特に引き抜きの対象になっているのが「データ・サイエンティスト」と呼ばれる、データ分析に長けた研究者たちだ。例えば、統計学・計量経済学の専門知識を持つ統計学者・経済学者、そして、人工知能を使ったデータ分析を開発する工学者などである。
この流れは米国内に留まらず、日本を含めた各国に押し寄せている。2017年夏、アマゾン・ジャパンは香港科技大学のビジネススクールで准教授を勤めていた渡邉安虎氏を上席エコノミストとして引き抜いた。
渡邉氏は米国で経済学博士号を取得後、米国と香港の大学で教鞭を執ってきた経験を持つ一流の経済学者である。こういった人材を経営に活かそうという動きが日本でも始まってきたということだ。」
人工知能だけでは不十分なのだそうです。
「今のところ人工知能だけでは解決が難しい課題がある。それが「因果分析」である。例えば、特定の広告をどの顧客に出すと購買を促す効果が出るのか、という課題を考えよう。

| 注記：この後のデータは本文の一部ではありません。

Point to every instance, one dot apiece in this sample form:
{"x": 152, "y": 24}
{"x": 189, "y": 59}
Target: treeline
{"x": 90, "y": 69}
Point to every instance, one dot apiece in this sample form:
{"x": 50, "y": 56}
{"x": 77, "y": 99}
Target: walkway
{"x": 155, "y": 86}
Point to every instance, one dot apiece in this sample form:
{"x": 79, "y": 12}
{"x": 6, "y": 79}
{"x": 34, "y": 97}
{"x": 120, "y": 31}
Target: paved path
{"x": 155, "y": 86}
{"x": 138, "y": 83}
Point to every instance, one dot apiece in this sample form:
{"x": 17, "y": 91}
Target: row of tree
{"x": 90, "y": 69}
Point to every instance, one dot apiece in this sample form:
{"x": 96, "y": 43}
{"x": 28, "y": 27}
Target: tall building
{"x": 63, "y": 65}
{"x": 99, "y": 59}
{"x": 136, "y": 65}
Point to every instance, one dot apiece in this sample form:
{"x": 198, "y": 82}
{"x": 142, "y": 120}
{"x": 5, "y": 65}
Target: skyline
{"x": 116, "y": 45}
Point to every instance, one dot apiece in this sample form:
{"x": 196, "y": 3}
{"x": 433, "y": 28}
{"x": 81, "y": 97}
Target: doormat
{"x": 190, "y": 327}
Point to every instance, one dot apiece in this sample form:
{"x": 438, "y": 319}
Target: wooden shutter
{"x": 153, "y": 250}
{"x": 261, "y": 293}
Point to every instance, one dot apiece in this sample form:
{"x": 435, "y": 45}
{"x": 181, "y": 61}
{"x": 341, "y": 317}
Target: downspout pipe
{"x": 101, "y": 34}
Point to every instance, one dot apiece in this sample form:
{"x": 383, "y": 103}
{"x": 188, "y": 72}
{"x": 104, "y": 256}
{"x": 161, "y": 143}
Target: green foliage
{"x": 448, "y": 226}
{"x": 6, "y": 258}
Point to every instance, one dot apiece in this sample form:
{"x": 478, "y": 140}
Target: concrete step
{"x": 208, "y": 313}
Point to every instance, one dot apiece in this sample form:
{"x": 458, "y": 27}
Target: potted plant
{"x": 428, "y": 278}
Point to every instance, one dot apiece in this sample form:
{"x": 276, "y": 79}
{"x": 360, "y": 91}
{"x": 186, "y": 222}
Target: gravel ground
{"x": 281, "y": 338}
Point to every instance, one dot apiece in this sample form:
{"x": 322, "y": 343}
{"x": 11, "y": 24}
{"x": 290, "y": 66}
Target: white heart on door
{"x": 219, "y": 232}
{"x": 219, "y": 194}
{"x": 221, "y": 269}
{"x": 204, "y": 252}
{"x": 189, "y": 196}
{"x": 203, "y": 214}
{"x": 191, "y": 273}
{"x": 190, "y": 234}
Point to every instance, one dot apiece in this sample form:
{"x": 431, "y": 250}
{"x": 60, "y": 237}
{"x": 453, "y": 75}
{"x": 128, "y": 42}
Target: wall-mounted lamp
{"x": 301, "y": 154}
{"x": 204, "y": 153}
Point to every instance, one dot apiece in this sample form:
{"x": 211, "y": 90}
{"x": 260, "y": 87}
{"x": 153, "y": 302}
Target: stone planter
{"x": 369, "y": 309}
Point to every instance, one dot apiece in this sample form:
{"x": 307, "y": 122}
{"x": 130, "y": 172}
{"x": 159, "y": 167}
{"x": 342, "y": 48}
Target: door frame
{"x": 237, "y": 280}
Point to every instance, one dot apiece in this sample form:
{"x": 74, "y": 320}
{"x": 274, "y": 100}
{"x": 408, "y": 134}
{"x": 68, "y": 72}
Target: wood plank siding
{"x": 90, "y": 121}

ここで知りたいのは広告の効果という「因果関係」であり、相関関係ではない。人工知能は相関関係を見つけることは得意だが、今のところ因果関係を導出するにはデータ・サイエンティストによる分析が不可欠である。」
「実は、ビジネスや政策の設計に有用となるデータ分析をするには、「人間や企業の行動モデル」を構築できる思考法も必要になる。
例えば、人はどのような欲求を持って購買行動をしているのか、企業はどのような目的や目標を持って販売活動をし、他の企業とどんな競争をしているのか、ということである。
こういった思考法なしに分析を行うと、膨大なデータに対しての「切り口」を持つことができず、有用な分析結果を導けないのである。」
ビッグ4事務所がデータ・サイエンティストを盛んに採用しているという話はよく出てきますが、うまく活用しているのでしょうか。また、日本の大手監査法人などでは、どうなのでしょうか。
試行錯誤は必要だとしても、有効な「切り口」がないまま、やみくもに膨大なデータを分析しても、徒労に終わるような気もするのですが...。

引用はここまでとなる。